Well, the fact that we have a cello, a violin, an accordion answers your question there. We’ve always wanted more than what the four-piece can offer. Six is a minimum for us. That’s just how it is.
7. What is the recording process like for your band? I read in your blog that you hired an orchestra and then chose not to use it?
Well the recording process changes with each album. For New Home, we wanted to keep it simple. So we kept the strings to a trio, and occasionally added trumpet and trombone. Other than that, we recorded in groups — drums, bass and guitar together, background vocals tracked together, strings tracked together. We had been playing those songs for a long time so we knocked it out in 10 days. Provided the size of the album, we felt like that was a quickie.
8. Your songs are very lyrically interesting; can you tell me about some of your literary influences?
Well, I don’t know if this translates but stream of conscious writing has always been very influential — Joyce and Woolf for one. So has simple modernist prose — like Steinback and Hemingway. But that’s just me. As the music goes, I was inspired by the power of images and symbols in Greek myths in the earlier songs. The later ones…well it all just jumbles together. It’s hard to figure out influences with the latest tunes, but I’d say I’ve been influenced by modern music more — catch phrases, that sort of thing.
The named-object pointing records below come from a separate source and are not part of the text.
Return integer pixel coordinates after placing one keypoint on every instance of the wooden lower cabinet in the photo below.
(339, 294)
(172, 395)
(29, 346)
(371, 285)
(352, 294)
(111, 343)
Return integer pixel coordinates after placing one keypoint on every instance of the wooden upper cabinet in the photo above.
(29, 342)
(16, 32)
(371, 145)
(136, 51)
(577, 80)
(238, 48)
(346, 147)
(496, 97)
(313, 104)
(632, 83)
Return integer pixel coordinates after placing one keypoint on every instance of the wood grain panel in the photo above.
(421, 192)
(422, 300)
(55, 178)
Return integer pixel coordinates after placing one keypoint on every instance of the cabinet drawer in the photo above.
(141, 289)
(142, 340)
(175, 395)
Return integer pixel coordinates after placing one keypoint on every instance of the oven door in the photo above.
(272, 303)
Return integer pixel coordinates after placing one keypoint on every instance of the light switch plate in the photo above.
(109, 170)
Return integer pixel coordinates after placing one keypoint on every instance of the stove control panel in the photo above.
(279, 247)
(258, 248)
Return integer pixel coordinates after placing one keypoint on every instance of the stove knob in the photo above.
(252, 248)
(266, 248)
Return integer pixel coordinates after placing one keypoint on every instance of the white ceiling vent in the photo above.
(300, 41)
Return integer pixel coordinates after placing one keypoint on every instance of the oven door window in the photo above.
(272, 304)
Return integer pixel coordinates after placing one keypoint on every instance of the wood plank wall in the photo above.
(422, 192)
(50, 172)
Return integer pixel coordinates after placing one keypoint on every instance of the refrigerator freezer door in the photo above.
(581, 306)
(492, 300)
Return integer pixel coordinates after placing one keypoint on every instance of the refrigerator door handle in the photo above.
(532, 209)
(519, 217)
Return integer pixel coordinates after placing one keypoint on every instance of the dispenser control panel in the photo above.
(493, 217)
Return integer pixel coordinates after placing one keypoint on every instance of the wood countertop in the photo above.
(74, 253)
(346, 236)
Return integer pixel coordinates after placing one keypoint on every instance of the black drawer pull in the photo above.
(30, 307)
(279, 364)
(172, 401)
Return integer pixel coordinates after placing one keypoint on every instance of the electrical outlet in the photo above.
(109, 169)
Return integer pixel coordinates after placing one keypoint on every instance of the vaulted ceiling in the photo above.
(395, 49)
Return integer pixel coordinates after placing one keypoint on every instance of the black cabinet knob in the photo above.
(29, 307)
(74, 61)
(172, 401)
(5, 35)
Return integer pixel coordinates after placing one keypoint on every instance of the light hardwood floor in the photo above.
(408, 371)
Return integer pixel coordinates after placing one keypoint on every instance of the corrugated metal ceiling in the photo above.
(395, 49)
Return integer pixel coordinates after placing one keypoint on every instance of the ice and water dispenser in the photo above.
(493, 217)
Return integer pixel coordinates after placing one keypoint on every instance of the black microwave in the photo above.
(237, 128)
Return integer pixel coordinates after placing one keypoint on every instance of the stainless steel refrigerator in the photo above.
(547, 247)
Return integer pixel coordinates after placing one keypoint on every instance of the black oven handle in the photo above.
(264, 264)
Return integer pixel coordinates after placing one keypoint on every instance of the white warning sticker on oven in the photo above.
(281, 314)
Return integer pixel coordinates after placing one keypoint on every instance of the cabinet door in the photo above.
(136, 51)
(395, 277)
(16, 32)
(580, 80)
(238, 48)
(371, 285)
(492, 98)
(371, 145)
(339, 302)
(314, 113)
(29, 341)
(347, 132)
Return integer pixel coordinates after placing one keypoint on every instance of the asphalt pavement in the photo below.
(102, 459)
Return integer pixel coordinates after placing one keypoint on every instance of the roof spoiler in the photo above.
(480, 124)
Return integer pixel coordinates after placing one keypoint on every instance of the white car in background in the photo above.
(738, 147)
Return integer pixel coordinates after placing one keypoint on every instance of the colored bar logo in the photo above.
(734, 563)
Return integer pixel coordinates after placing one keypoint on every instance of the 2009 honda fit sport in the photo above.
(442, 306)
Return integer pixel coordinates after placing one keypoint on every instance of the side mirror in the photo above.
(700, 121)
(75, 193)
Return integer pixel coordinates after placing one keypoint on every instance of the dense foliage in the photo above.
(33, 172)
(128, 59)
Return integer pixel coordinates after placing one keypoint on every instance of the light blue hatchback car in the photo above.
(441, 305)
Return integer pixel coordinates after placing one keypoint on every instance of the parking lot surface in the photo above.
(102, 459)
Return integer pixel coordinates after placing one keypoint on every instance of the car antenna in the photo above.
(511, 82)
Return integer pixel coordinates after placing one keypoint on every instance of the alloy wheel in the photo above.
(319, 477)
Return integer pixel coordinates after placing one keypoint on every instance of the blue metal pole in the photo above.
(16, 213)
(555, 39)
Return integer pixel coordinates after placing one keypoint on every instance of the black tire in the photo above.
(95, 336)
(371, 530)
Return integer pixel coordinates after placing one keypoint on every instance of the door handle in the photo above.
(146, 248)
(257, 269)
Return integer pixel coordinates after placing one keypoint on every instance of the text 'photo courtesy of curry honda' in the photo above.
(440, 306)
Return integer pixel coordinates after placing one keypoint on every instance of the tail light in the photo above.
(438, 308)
9. Brooklyn is, of course, becoming well-known for its music scene — what was it like growing up as a band in Brooklyn? Are you still strongly connected to the scene there?
Brooklyn is integral to who we are as a band. We all met here. Some of us are neighbors. We walk past the Dominicans, the Orthodox Jews, the African American enclaves to get to our little apartments and rehearsal space. This is a big influence on who we are as a band — the wild, cosmopolitan nature of Brooklyn, of Williamsburg; it’s fresh in that way — so many different cultures all rubbing elbows. There’s nothing stagnant about it in any way. As music goes…yeah…many many many bands. A sea of countless bands that you get when you want to. Like I can go see Gypsy Brass and African Pop and sweet-ass music from Zanzibar whenever I want. We’ve befriended a lot of like-minded Indie bands and have enjoyed that. As our sound goes I don’t think we’re consciously part of any multi-group effort to push or develop a sound, but I hope we are. It’s always fun being part of something unconsciously.
10. You draw your band name from the title of a Fellini film — what made you choose that name?
Well we were struggling with a name. Like one guy would come up with something he liked and all but one would like it. So it would get canceled out and we’d keep searching. Daniel and I were facing off in a cafe once, just spouting out names. It was a naming battle, but a casuality-heavy draw. Then Devon hit on some Fellini names. Like Cabiria, which was already taken. But that had enticed us to Fellini. And then we found La Strada. It had a great ring to it, and was fun to shout and the movie was awesome and besides, it just means The Road which is pretty cool. So we said YES!
La Strada are playing at the Drake Hotel Underground on Friday June 18 at 10PM for NXNE.